By the time a remake of The Tower was announced for the Game Boy Advance, there didn't seem to be much of a chance of a domestic release. When it was finally announced a year later, the excitement was dampened a bit; it would only be available on Sega's website and Toys 'R' Us stores, and released in small quantities, at that. If you've read this far, I'm sure you're wondering if you should attempt to track down the game. My answer is a cautious yes, depending on your needs.

Don't misunderstand; I am completely in love with this game, and for the first time in a long while, my SP has been lodged firmly in my back pocket. However, when reality beckons, this is still a brushed-up version of Sim Tower, which, these days, can be obtained, along with three or four other Sim classics, for about five dollars at your local Wal-Mart, if you're the type of person who buys your games at a department store. Thirty dollars is a steep sum for something so cheap, but unless you want to wrestle with your PSP x86 emulator to get it running on top of Windows 95 with no shortcuts intact, this is the only way to (passably) play it portable.
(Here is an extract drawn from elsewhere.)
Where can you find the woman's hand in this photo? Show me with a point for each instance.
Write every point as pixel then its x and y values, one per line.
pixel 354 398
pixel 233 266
Why the Sim experience hasn't been properly ported to a handheld before this seems ludicrous now that I've spent so many sporadic hours with The Tower SP. The game has a constant flow, never stagnating for more than a minute or two. Simultaneously, it can be put down at any moment, with no worries as to when it is picked up again. The state of a tower can be assessed in about two minutes of careful study. The goals are definite, as they should be in any good game, but the differing tactics to get there are endless.

Each addition to the tower is essential and must be calculated carefully, yet the attention to the game can be broken at any moment between the crucial few seconds of calculation between placements. If a fire alarm goes off, if your boss ambles towards you, if the terror alert is suddenly raised to "high," if the phone rings, if anything happens, you will be able to set down your GBA immediately and not miss a thing (you might possibly play through any of these situations, depending on how much you care about your well-being). You'll also be hit by an insatiable urge to get back to figuring out the best floor for your movie theater, and whether or not the medical center the jerks in the first floor offices have been moaning on about should be higher on your list.

You can put it down at any time, and every second away feels like torture. PSP developers take note: This is the formula for a portable game. To think this was originally a PC title! Admittedly, my excitement is a bit unfounded when Saito's design ethic is considered. His games are rarely sprawling works. They crawl against the tide of moderately-paced 20-hour "adventures," as well as the Kojima-style cinematic experience, representing something closer to the spirit of video games as a medium. They are almost fetish objects, single concepts that are enveloped in what were probably the first ideas to come to Saito's mind. Thousands of other ideas are put to use, all following the single directive of the first, finally becoming a "gamething," something playable and definitely modern, but seeming more at home among pre-1995 arcade games, despite the greater time investment required.

The Tower reveals the roots of this practice, connecting Saito's current inspiration – notably Shigeru Miyamoto, whose Cabbage concept led to Seaman – with an unexpected source, Will Wright and Maxis. A "gamething" on a portable system epitomizes the fetishistic allure of Saito's games, allowing them to be placed in a back pocket, assigned to a single object instead of a console, a controller, a set of speakers, or a television.

The Tower SP, as polished as it is, is not the best example of Saito's work; Seaman is, although The Tower stands as his most accessible. Seaman is too mired in creepiness and D2-like themes of death and isolation to attract a proper audience. No heartstrings are pulled, no moral questions are posed; The Tower is a game in the purest sense, even if there aren't any bosses to defeat or coins to collect. You could have been playing this game for 10 years (and, as the dated midi rumblings prove, this game shows its age), and if you haven't yet, I've got to maintain that your GBA is the best way to experience it.